Plusieurs recommandations sont proposées afin de limiter les conséquences des changements climatiques sur la population. Mais le Canada et les provinces doivent agir rapidement pour combler leur retard en matière d’adaptation, affirme-t-on. « Les décisions ne tiennent pas compte suffisamment de la complexité des risques et des répercussions des changements climatiques. Il s’agit d’un défi de gouvernance majeur qu’il faut relever, sans quoi le Canada s’en tiendra à une gestion décentralisée des symptômes, une approche vouée à l’échec. » La planification n’est effectivement pas au rendez-vous, constate la Dre Claudel Pétrin-Desrosiers.
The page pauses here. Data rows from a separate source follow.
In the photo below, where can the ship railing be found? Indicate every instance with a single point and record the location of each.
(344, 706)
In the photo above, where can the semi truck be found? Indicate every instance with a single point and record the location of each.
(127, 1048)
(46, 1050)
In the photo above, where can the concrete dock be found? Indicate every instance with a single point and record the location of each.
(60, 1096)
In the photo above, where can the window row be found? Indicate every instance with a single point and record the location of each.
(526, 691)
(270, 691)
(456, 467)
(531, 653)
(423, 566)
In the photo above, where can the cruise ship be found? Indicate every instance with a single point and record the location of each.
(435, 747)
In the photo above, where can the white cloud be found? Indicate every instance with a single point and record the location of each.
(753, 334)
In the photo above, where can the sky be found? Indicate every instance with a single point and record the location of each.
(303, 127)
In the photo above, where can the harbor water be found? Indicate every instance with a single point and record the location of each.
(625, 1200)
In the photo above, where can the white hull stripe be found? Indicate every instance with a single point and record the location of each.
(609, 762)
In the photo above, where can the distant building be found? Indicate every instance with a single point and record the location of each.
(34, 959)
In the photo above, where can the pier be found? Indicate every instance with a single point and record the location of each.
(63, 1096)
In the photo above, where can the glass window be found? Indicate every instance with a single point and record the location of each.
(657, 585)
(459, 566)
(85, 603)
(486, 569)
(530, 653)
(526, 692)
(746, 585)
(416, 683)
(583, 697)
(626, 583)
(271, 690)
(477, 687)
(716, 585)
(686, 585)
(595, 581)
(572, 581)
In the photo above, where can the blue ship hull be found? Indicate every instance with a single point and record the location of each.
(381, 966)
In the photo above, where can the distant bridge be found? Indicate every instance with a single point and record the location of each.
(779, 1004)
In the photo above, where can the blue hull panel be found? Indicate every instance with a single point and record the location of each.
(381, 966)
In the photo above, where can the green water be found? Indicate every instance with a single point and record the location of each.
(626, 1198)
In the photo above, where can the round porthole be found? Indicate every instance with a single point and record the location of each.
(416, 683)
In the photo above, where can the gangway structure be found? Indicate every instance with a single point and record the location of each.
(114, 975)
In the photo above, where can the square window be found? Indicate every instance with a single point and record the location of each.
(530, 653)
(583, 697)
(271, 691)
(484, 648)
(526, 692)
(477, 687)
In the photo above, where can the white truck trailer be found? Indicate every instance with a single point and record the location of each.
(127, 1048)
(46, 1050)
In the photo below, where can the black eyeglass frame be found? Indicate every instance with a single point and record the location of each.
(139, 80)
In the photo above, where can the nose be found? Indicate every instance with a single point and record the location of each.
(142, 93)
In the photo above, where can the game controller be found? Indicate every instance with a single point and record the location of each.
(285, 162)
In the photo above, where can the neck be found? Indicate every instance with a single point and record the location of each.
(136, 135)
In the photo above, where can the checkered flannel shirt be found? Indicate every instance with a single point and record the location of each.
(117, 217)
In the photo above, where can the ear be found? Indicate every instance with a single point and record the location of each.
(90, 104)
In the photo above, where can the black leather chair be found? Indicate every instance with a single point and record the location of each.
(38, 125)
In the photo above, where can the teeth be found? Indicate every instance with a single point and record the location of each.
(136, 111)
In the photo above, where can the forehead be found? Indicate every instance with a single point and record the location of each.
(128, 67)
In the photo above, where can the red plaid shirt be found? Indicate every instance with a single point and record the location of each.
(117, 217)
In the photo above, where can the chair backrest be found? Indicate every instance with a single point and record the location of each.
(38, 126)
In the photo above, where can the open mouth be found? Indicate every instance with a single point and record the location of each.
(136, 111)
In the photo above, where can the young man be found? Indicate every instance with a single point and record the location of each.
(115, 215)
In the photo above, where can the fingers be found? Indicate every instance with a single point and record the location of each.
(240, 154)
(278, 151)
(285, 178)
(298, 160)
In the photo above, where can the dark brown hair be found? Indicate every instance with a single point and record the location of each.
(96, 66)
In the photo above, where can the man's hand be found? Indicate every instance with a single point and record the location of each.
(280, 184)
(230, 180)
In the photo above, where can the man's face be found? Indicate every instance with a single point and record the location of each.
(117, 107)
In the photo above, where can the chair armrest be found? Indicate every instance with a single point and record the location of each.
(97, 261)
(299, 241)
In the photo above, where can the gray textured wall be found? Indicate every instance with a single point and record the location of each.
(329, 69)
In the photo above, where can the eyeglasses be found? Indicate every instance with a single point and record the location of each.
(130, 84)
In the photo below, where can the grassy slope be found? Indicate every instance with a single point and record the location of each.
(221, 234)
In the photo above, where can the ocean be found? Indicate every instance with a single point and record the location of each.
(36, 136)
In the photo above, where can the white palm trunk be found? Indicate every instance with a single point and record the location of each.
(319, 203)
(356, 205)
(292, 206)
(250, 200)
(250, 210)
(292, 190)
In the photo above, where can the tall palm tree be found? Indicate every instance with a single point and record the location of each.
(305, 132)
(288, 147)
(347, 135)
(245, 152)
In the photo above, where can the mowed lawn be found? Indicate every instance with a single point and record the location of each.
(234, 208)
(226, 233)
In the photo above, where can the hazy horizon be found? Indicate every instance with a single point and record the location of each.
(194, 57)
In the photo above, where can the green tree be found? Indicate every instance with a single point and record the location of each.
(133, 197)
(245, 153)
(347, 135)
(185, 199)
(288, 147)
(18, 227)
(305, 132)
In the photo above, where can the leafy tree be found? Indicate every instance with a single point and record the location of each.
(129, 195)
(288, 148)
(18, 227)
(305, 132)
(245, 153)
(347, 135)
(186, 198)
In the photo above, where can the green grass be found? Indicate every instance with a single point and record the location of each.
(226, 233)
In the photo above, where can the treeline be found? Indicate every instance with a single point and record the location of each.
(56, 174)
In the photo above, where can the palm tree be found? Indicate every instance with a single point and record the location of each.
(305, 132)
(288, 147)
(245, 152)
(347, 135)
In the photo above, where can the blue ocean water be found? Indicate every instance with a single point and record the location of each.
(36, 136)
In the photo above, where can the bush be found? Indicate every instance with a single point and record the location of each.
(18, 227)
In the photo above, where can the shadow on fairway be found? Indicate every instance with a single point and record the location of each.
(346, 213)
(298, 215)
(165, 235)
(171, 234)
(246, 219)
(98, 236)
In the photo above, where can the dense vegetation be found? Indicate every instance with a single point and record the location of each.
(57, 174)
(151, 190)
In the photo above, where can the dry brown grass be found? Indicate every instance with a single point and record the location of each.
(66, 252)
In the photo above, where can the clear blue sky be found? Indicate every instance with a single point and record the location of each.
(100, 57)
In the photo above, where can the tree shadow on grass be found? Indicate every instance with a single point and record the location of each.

Pour illustrer son propos, elle rappelle qu’aucun expert du domaine de la santé ne siège au Comité consultatif sur les changements climatiques récemment formé par le gouvernement du Québec. Les gouvernements devront aussi montrer l’exemple, ajoute-t-elle. « Je suis toujours un peu agacée de voir qu’on met le poids de la transition sur les individus seulement pendant qu’on voit les gouvernements tergiverser pour des oléoducs ou des projets de gaz naturel. On doit prendre un véritable virage, ce ne sera pas seulement en disant aux gens de fermer leurs lumières le soir qu’on va y arriver. »

Consultez le rapport

3 millions

Selon le rapport, la maladie de Lyme serait la moins coûteuse des répercussions sur la santé avec des coûts d’environ 3 millions de dollars annuellement d’ici 2050.

8 %

Proportion des centres de santé au Canada situés dans des zones à risque d’inondation

14,9 milliards

Pertes annuelles estimées de productivité liées à la chaleur, d’ici 2100. L’Ontario et le Québec seront les provinces les plus touchées.